The installation phase

Some targets you want to have easily accessible. This is particularly true for the paper and the presentation. Instead of having to plow through lots of byproducts of the LaTeX compilation in bld/src/paper, it would be nice to have the two pdf’s in the project root folder.

In order to achieve this, the following code is found in src/paper/wscript (still in the loop where s takes on the values 'research_paper' or 'research_pres_30min'):

        ctx.install_files(
            ctx.env.PROJECT_PATHS['PROJECT_ROOT'].abspath(),
            s + '.pdf'
        )

This installation of targets can be triggered by typing either of the following commands in a shell:

python waf.py build install
python waf.py install

Conversely, you can remove all installed targets by:

python waf.py uninstall

A closer look at the build phase

The following figure shows a little bit of how Waf works internally during the build phase:

_images/waf_build_phase.png

The build phase of a project, reproduced from Nagy (2013), section 4.1.4

The important part to remember is that there is a logical and temporal separation between

  • the execution of the functions we discussed above;
  • and Waf’s execution of the tasks.

In between, it has to set the order in which it would execute the tasks and whether a target is up-to-date or not (hence the reading from and writing to an internal cache).

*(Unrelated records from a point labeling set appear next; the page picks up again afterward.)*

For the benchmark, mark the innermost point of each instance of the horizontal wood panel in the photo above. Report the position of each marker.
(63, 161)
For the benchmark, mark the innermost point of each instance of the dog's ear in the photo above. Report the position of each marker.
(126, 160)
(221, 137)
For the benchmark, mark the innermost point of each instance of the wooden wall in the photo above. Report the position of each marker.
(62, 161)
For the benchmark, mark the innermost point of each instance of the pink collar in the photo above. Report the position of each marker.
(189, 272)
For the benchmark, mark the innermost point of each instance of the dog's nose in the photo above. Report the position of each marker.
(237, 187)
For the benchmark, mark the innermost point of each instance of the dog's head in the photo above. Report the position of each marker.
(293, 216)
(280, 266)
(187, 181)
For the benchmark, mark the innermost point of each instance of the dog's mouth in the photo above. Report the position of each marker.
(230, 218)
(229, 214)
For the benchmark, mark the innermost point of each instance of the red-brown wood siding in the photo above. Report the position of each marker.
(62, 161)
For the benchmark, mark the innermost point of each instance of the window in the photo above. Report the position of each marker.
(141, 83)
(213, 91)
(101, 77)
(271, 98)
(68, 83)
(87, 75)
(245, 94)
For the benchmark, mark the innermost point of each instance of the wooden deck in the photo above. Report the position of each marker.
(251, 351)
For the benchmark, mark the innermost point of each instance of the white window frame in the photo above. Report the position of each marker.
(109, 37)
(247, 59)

While developing your code, errors will usually show up in the last step: The task returns an error and Waf stops. However, the errors do not have anything to do with Waf, it simply runs the code you wrote on your behalf.

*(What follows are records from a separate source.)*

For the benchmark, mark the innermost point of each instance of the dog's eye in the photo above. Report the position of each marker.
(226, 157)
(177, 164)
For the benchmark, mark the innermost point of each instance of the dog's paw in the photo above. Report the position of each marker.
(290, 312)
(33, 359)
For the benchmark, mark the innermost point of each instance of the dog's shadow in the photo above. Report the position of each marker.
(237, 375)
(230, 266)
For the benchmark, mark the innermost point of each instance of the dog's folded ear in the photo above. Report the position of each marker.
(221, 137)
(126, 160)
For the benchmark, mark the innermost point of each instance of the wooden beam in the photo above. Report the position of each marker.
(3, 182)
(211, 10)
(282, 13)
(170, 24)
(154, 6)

“Genuine” Waf errors will occur only if you made errors in writing the wscript files (e.g., syntax errors) or specify the dependencies in a way that is not compatible with a DAG (e.g., circular dependencies or multiple ways to build a target). A hybrid error will occur, for example, if a task did not produce one of the targets you told Waf about. Waf will stop with an error again and it lies in your best judgement of whether you misspecified things in your wscript file or in your research code.

By default, Waf will execute tasks in parallel if your computer is sufficiently powerful and if the dependency graphs allows for it. This often leads to a major speed gain, which comes as a free lunch. However, it can be annoying during the development phase because error messages from different tasks get into each others’ way. You can force execution of a single task at a time by starting Waf with the -j1 switch:

python waf -j1

Other useful options are:

  • -v or -vv or -vvv for making Waf’s output ever more verbose – this is helpful for diagnosing problems with what you specified in your wscript files. Verbose output is especially useful when combined with the following options.
  • --zones=deps tells you about the dependencies that Waf finds for a particular task
  • --zones=task tells you why a target needs to be rebuilt (i.e. which dependency changed)

Concluding notes on Waf

To conclude, Waf roughly works in the following way:

  1. Waf reads your instructions and sets the build order.

    • Think of a dependency graph here.
    • It stops when it detects a circular dependency or ambiguous ways to build a target.
    • Both are major advantages over a master-script, let alone doing the dependency tracking in your mind.
  2. Waf decides which tasks need to be executed based on the nodes’ signatures and performs the required actions.

    • A signature roughly is a sufficient statistic for file contents.
    • Minimal rebuilds are a huge speed gain compared to a master-script.
    • These gains are large enought to make projects break or succeed.

We have just touched upon the tip of the iceberg here; Waf has many more goodies to offer. The Waf book [Nag17] is an excellent source – you just need to get used to the programmer jargon a little bit and develop a feeling for its background in building software.